Does a Disallow entry also stop Google from indexing the URL?

No — Disallow only blocks crawling. Google can still index a disallowed URL (and show it in results without a snippet) based on external links pointing at it. To keep a page out of the index, use a noindex meta tag or the X-Robots-Tag HTTP header. Important catch: if a page is both disallowed in robots.txt and tagged noindex, Googlebot can't crawl the page to see the noindex — so the URL may still appear in results. Pick one, not both.

Does robots.txt work across subdomains and protocols?

No. Every (protocol, host, port) combination has its own robots.txt file. https://example.com/robots.txt does not govern https://m.example.com/, and it does not govern http://example.com/ either — HTTP and HTTPS are separate scopes. If you run a multi-subdomain site, every subdomain needs its own robots.txt served at its own root.

How do * and $ wildcards work?

* matches any sequence of characters, including an empty one. $ anchors the match to the end of the URL. Disallow: /*.pdf$ blocks every URL ending in .pdf, but not /report.pdf?v=2. Disallow: /search blocks /search, /search?q=x, and /search/results — anything starting with that prefix.

When Allow and Disallow both match, which wins?

The longer (more specific) rule wins, measured by path-pattern length. Disallow: /admin/ (7 chars) and Allow: /admin/public/ (14 chars) → /admin/public/page is allowed. When two rules tie in length, Allow wins. This is RFC 9309 §2.2.2.

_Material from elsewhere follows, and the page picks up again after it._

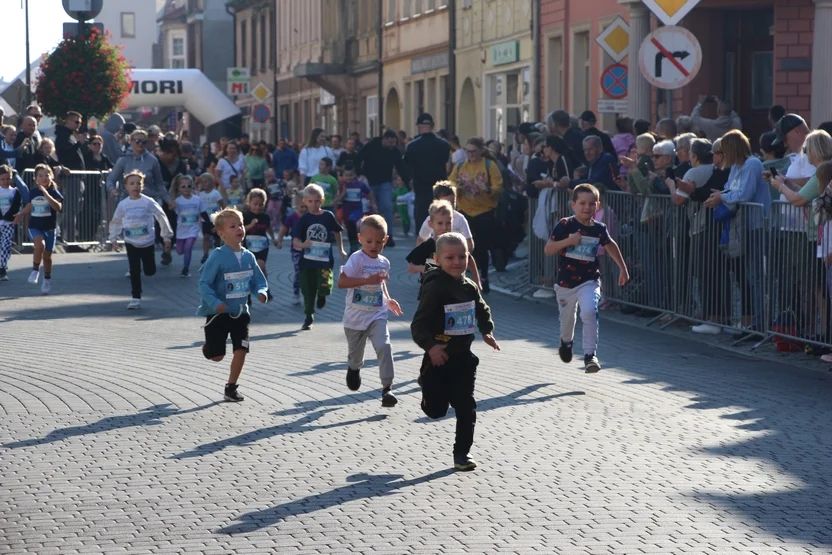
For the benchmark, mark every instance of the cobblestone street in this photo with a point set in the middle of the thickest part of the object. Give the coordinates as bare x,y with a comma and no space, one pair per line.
114,438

Does Google respect Crawl-delay?

No. Crawl-delay is not in RFC 9309, and Googlebot ignores it. The tester flags any Crawl-delay line so you don't rely on it for Google. Bing, Yandex, Baidu, and Seznam do honour it — so the directive isn't useless, just not Google-facing. Use Search Console's crawl rate settings if you need Google to slow down.

Why do AdsBot crawlers behave differently?

A handful of Google crawlers — AdsBot-Google, AdsBot-Google-Mobile, Mediapartners-Google — explicitly opt out of the wildcard User-agent: * group. They require their own named block. This is by design: Google didn't want a blanket Disallow: / to silently break ad-quality checks. The tester mirrors this behaviour so your results match production.

How fast does a robots.txt change take effect for Google?

Not immediately. Google caches robots.txt for up to 24 hours, and may cache it longer when refreshing isn't possible. If you just tightened or loosened a rule, Googlebot may still use the previous version for most of a day. You can influence the cache window by setting a Cache-Control: max-age=… header on the robots.txt response. Search Console's robots.txt report always shows the exact copy Google is currently using — that's the source of truth for "is my latest version live yet?".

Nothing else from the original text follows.